The raptor highlight of the week was a White-tailed Eagle from 18th to 20th at least around Anmer in Norfolk (and also over Hunstanton on the late afternoon of that first day). The juvenile female Northern Harrier was still at Tacumshin (Wexford) to 17th at least, but the probable reported last week on Orkney did not show up this week. Rough-legged Buzzards were at Haddiscoe Marshes, Burnham Overy/Holkham and North Wootton (Norfolk), Wharncliffe Side (S Yorks) and Wykeham Forest (N Yorks). A cluster of Common Crane reports from the East and North Yorkshire coasts on 18th and 19th presumably refer to the same wandering individual; elsewhere a a group of five that flew over North Slob (Wexford) and Kilcoole (Wicklow) on 14th were notable, as was a bird over Carrington Moss (Gtr Manchester) on 17th. Others were at Tyninghame Bay (Lothian), Skelton and Guisborough (Cleveland), Spurn (E Yorks), Prior's Fen (Cambs) and the Isle of Sheppey (Kent). The immature male Snowy Owl was again on the Pettigo Plateau (Fermanagh) on 15th.
There were no new waders of interest; the Lesser Yellowlegs at Ernesettle (Devon) and the Long-billed Dowitchers on Lady's Island Lake (Wexford) and the Gann Estuary (Pembrokeshire) remained settled into another week.
Rare gulls were similarly static: the Bonaparte's Gulls remained at Eastbourne (E Sussex) and on the Ogmore Estuary (Glamorgan). An adult Kumlien's Gull was new on Loch an Tiumpan (Lewis) on 19th, with others in Cork, Donegal, Shetland and West Yorkshire. New Ring-billed Gulls arrived at Cromane (Kerry) on 14th and on Crosby Beach (Lancs) and at Newnham (Glos) on 17th, and around a dozen longer-staying birds ranged from Gosport (Hants) to Dingwall (Highland). The adult Forster's Tern continued to plough its lonely furrow in Doorus Bay (Galway).
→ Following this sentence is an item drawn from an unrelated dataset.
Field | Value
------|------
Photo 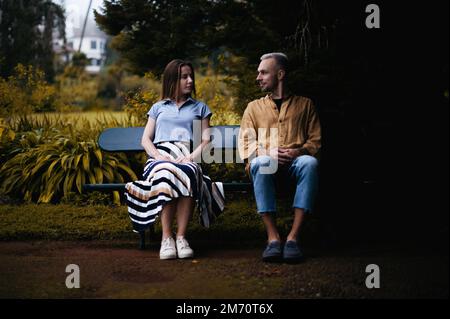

A Richard's Pipit was found at Hesketh Out Marsh (Lancs) on 14th but was not seen on subsequent days; the only other was the bird on Templetown Beach (Louth), now into its second week. At least eight Great Grey Shrikes were at traditional sites from the New Forest (Hants) to Old Kinord (Aberdeenshire), though a bird at Erewash Meadows NR (Derbyshire) on 17th was more notable. The Black-bellied Dipper continued to find the caddisflies of the River Thet to its taste at Thetford (Norfolk), and the Desert Wheatear must similarly be finding something to her liking at Rattray Head (Aberdeenshire). The wintering Pallas's Warbler continued to perform well on occasion at Eversley GPs (Hants) and single Penduline Tits remained faithful to their Kentish haunts at Stodmarsh and Dungeness. Similarly loyal was the first-winter Rose-coloured Starling in Exminster (Devon).
Photo of the Week
For the third week in a row, we have a bird photographer winning his first Photo of the Week with a portrait of a small passerine. This week, it's the turn of South Wales-based Mic Clark, who caught up with a stunning adult male Black Redstart in Cardiff Bay. Despite this being a long-staying bird in a well-populated area, Mic was the only person to send us a photo of it. Dark-plumaged birds can be difficult to photograph well, their subtleties easily being lost in the wrong lighting and setting. Perhaps surprisingly, dark birds tend to look better when photographed against dark backgrounds. They also look better when sunlight illuminates their feathers, as in Mic's shot, which also benefits from the modelling effect of side-lighting. As finishing touches, a natural perch and a classic pose (body facing one way and head facing the other) complete a winning composition.